Il simbolo dell’opera è una foto. Un ragazzo down seduto con un cartello al collo, sul quale è scritta una didascalia enigmatica: “Seconda soluzione d’immortalità (l’universo è immobile). L’autore è Gino De Dominicis, discusso protagonista dell’arte italiana nel secondo dopoguerra, e il luogo la XXXVI Biennale di Venezia del 1972. Un evento epocale di cui si è parlato al Macro di Roma il 9 settembre, in occasione dell’iniziativa Un’opera per il ciclo Agorà. Il musicologo, storico e collezionista Giuseppe Garrera ha infatti analizzato quanto accadde.
Un’idea profonda ridotta a gossip da una narrazione semplicistica. A giudicare dall’isteria esplosa subito dopo l’apertura al pubblico della celebre sala 26 aveva ragione l’artista nativo di Ancona, fiero nemico di ogni riproduzione. “La foto”, sottolinea Garrera in un passaggio dell’incontro, “per De Dominicis riproduce la volgarità, la presunzione e spesso l’ottusità di chi guarda. E questa è un’opera che rispecchia i pregiudizi del mondo “. E fu quel mondo infatti a definire il ragazzo sulla sedia “mongoloide”, “minorato”, “subnormale”.

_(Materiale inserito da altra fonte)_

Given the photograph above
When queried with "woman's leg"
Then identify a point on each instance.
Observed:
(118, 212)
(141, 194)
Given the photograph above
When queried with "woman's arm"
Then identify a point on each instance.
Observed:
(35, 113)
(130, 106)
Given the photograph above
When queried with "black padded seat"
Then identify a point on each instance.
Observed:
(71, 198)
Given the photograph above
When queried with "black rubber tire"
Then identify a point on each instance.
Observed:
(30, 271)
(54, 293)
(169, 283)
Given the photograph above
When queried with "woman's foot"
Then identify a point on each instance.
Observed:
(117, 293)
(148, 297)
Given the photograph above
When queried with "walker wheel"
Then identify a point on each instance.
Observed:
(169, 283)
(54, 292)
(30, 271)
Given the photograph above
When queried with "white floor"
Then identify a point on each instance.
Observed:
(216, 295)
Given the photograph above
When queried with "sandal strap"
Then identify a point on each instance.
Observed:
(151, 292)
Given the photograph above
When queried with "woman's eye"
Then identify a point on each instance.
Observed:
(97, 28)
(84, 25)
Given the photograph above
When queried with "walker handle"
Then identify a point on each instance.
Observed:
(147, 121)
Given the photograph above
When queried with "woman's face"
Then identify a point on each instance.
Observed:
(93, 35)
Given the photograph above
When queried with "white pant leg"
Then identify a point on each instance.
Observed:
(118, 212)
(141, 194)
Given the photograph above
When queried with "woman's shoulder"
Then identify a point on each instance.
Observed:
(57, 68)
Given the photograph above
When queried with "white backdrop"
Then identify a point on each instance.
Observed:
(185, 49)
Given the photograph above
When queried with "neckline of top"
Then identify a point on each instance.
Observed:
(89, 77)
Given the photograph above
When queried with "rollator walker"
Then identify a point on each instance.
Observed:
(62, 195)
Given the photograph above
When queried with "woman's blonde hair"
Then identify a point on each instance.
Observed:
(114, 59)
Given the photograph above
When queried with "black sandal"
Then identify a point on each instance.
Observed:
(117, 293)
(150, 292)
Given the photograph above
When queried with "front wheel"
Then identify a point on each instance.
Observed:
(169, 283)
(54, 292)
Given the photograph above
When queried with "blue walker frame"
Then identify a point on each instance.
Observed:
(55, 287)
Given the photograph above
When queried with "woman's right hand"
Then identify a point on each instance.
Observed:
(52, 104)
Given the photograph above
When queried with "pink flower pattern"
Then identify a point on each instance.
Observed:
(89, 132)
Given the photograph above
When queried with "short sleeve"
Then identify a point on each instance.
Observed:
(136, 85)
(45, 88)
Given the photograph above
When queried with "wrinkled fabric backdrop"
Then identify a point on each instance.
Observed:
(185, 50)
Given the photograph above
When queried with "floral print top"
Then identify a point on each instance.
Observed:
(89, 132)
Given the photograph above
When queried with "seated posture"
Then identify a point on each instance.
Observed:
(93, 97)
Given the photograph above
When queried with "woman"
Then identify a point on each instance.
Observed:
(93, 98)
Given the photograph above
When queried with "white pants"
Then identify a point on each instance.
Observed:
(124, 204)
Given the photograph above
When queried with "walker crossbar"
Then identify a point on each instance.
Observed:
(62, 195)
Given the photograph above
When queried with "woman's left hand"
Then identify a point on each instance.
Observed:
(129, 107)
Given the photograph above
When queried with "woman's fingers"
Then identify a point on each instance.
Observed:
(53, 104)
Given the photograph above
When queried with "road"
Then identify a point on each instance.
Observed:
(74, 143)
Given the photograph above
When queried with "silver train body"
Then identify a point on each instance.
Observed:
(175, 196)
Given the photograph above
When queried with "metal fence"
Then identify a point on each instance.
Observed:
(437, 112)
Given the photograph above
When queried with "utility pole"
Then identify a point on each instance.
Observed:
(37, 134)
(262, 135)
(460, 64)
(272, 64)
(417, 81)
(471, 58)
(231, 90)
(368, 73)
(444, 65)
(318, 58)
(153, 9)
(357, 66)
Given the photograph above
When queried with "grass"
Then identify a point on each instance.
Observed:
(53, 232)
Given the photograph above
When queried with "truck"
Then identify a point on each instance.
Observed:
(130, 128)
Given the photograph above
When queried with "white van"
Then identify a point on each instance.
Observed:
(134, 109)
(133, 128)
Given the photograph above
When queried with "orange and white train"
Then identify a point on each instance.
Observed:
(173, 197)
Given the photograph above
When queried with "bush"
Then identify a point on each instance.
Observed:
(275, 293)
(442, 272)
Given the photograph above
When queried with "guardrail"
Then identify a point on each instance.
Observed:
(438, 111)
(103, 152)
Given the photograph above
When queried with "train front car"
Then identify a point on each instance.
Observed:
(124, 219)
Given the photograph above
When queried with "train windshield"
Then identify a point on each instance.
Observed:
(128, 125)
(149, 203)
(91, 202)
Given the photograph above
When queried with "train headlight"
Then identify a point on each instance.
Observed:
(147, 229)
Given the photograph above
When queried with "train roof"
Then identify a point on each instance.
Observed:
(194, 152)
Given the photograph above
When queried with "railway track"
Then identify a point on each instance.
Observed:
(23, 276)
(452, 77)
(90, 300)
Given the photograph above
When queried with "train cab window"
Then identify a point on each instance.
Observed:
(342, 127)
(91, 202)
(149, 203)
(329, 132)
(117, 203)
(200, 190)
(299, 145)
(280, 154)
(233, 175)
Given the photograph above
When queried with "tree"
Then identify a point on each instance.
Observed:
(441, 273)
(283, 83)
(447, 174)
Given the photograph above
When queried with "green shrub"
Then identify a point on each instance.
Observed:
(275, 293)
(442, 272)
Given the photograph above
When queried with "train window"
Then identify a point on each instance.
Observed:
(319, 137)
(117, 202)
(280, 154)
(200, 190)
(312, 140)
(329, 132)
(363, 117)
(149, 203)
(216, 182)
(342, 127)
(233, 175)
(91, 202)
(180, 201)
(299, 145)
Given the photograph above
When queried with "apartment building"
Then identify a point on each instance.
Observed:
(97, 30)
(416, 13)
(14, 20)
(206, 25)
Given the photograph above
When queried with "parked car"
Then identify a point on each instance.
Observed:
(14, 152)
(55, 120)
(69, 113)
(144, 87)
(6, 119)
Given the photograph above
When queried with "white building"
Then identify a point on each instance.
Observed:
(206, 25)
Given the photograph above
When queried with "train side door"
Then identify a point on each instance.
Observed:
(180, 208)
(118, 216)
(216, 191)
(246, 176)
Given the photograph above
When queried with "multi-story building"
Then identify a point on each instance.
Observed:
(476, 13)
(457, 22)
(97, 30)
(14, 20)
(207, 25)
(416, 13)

L’aspetto scandalistico oscurò i molti significati dell’opera. Come il concetto del tempo da sconfiggere per disinnescare la morte. Idea espressa dalla palla di gomma di fronte a Paolo Rosa, ferma in attesa del rimbalzo nell’attimo in cui l’universo è immobile. Richiamo, questo, al titolo stesso dell’opera. L’immortalità del corpo importante come quella dell’anima. E poi c’è la celebre risata che accoglie il visitatore. Il ghigno sguaiato di chi si fa beffe del tempo e della morte, di chi ha conquistato l’eternità.

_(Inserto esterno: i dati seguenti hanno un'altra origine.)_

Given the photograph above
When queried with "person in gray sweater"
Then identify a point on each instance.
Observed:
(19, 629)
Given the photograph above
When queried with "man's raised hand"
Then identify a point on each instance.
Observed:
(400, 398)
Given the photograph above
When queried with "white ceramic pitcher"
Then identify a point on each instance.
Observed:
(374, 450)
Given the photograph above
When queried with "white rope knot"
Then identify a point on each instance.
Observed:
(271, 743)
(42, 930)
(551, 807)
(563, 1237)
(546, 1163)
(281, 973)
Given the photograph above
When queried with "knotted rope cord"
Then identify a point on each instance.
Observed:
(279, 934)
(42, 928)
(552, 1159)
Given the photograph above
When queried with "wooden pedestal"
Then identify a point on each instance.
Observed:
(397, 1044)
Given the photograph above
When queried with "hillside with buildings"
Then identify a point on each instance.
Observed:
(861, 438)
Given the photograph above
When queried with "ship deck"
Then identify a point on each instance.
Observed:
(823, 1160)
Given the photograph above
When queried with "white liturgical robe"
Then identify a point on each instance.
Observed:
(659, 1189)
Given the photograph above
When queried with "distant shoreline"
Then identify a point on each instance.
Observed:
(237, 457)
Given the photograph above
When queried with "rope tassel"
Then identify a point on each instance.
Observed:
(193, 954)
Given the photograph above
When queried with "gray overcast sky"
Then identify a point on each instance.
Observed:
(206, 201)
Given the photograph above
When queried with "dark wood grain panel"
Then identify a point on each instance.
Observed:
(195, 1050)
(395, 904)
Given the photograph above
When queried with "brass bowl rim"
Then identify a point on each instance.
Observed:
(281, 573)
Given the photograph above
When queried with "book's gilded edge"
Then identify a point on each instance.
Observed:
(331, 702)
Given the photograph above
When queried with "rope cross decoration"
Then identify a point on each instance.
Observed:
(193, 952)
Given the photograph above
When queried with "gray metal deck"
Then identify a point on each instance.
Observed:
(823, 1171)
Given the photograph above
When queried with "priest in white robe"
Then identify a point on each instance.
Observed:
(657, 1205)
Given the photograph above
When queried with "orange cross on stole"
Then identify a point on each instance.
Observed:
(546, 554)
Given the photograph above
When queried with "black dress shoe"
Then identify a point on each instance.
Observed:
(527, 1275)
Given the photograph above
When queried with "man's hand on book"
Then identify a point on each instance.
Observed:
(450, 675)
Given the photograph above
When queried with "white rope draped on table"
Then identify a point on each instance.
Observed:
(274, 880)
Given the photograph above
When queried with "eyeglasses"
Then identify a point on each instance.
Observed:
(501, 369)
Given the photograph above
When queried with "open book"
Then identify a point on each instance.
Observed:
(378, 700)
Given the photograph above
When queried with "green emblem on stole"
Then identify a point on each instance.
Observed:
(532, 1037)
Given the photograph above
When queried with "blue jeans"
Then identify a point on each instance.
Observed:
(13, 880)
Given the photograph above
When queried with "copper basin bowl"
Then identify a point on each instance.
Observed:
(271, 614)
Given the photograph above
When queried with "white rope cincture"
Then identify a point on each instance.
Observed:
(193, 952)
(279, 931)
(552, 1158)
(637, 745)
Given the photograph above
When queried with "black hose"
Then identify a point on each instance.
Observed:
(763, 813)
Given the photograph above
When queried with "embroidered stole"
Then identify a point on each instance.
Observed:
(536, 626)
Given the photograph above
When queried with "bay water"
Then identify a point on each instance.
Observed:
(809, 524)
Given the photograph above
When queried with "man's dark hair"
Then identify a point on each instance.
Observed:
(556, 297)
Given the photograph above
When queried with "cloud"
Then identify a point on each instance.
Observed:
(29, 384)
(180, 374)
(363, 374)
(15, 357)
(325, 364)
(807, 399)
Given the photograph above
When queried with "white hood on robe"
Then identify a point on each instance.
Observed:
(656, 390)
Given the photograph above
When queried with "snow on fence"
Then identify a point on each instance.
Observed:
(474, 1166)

Di tutto ciò che è stato De Dominicis alla Biennale del ’72 non rimane però che “il minorato esposto”, trattato come un mostro da occultare alla vista. Immeritevole perfino d’essere definito con rispetto, con dignità. Il trionfo di “Seconda soluzione d’immortalità” è forse proprio questo: aver smascherato la disumanità del mondo. L’ipocrisia di quella bontà incapace di amare.